The 2024 Pokémon EUIC was a huge success, pulling in 1.2M hours watched over the weekend of the event. No particular match stood out from the pack however, with the peak viewership sitting at just 85K. Instead, the event caused a surge in demand for all Pokémon streaming generally: When comparing the event weekend’s performance to the previous weekend, viewership for major Pokémon games increased by 148%, from 646K to 1.6M hours watched. Twitch streamer knekro was responsible for a large part of the 2024 Pokémon EUIC’s viewership, bringing in 275K hours watched for the VGC component of the event alone.

As mentioned earlier, the Pokémon EUIC is actually composed of multiple competitive Pokémon games.
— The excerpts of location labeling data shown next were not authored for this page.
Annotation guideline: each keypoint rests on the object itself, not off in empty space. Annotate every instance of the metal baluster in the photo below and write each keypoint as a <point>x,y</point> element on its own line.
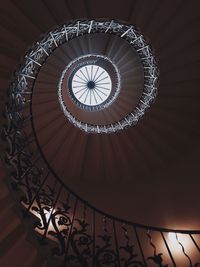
<point>69,235</point>
<point>116,243</point>
<point>168,249</point>
<point>183,250</point>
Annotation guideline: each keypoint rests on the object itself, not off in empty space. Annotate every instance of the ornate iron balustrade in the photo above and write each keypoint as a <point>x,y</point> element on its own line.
<point>75,231</point>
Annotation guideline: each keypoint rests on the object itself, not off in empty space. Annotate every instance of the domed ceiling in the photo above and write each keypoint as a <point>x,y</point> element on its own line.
<point>148,172</point>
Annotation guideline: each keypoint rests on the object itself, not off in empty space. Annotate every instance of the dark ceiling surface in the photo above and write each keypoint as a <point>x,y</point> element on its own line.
<point>148,173</point>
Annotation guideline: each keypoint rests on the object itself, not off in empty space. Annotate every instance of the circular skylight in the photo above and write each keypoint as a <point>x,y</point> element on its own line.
<point>91,85</point>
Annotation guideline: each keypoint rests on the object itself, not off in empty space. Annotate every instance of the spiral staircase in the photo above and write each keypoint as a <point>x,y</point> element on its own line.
<point>94,174</point>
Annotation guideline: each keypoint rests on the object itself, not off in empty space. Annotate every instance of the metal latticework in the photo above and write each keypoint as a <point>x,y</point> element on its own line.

Among these, the Pokémon VGC remains the most in-demand event for fans on streaming platforms, represented by the most recent generation Pokémon Scarlet/Violet. For the 2024 Pokémon EUIC, the VGC brought in 46.8% of total viewership with 575K hours watched. Pokémon UNITE brought in the least viewership with just 191K hours watched, possibly due to being the newest game on the Pokémon esports rotation.

The fan bases for different Pokémon games are clearly split in terms of their viewership habits. Although the Pokémon VGC was the most popular tournament among viewers, 70.5% of this viewership came from co-streamers. This is a massive proportion compared to the just 5.1% of co-streaming viewership for Pokémon GO. This certainly reflects the higher popularity of co-streaming for video games as observed with the R6 Invitational back in February. Generally, higher co-streaming suggests fans are more invested in streaming personalities and their takes on the gameplay, rather than the game itself.
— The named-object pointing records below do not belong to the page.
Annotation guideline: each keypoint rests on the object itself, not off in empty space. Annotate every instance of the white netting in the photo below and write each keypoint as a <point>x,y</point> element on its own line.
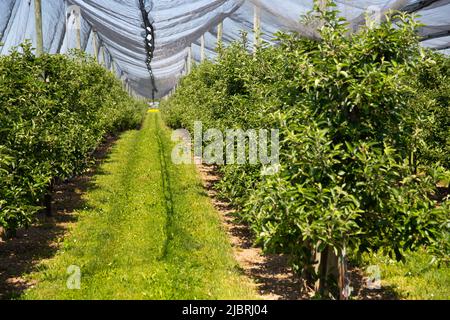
<point>178,25</point>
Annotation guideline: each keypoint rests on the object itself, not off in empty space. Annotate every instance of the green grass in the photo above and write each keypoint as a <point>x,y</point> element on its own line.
<point>148,231</point>
<point>417,278</point>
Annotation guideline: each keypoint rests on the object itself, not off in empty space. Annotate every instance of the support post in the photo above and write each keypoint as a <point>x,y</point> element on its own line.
<point>219,34</point>
<point>257,27</point>
<point>202,48</point>
<point>39,32</point>
<point>102,49</point>
<point>189,60</point>
<point>78,28</point>
<point>95,44</point>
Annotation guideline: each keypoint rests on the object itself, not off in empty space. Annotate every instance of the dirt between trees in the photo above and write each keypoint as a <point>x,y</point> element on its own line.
<point>271,273</point>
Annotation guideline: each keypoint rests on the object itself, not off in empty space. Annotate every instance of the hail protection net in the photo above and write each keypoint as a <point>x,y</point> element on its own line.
<point>147,43</point>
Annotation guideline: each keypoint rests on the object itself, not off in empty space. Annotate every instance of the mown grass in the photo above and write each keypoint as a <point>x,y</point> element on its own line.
<point>415,279</point>
<point>148,231</point>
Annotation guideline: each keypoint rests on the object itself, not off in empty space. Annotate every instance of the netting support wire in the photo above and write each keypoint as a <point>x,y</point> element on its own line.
<point>39,32</point>
<point>257,27</point>
<point>202,48</point>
The streaming platforms for various games were also significantly different. The Pokémon VGC was primarily watched on Twitch with 84.8% of viewership coming from the platform. Again, this preference for Twitch parallels the viewing habits of fans for other esports. But fans of the more “casual” games such as Pokémon GO and the Pokémon TCG preferred to watch coverage of these events on YouTube at 60% and 58% respectively. YouTube has generally been better suited to traditional card game streaming and events which are less “personality-focused” such as Pokémon GO.

Pokémon esports is alive and well, with the largest turnout since the International Championships began in 2022. Viewership for the entire Pokémon EUIC rose by 185% from the previous year. Although all games increased in viewership, Pokémon GO had by far the biggest jump. In 2023, just 11K hours were watched of Pokémon GO EUIC content, possibly from curious onlookers. But this number soared up to 244K hours watched in 2024 – an incredible 2069% jump. This renewed interest may be a result of The Pokémon Company’s aforementioned attempts to promote casual content to fans of the series.

The Pokémon International Championships have historically taken place across four regions: Europe, North America, Latin America, and Oceania. Of these regions, Europe is by far the most popular. Comparing viewership for the most recent editions of each region’s Pokémon International Championships, Europe has 47.2% of all hours watched. The 2023 North America International Championships, however, brought in just 12.3%. 

Sadly, it was the Pokémon Oceania International Championships that were cut from the 2024 esports roster. The ratings zone was split into Oceania and Asia-Pacific, making hosting an event in the region no longer financially viable for The Pokémon Company. Players in these regions can still compete in Regional Championships or travel to compete in other regions, but it’s a huge blow to fans of their favorite local players in the VGC.

Although Pokémon esports is most popular in Europe, viewership continues to rise across the globe. Europe and Latin America saw massive growth from the 2023 editions of their events, suggesting that we might see the same growth for the 2024 Pokémon North America International Championships. Stream Hatchet will be tracking the event when it takes place from June 7th to June 9th of this year.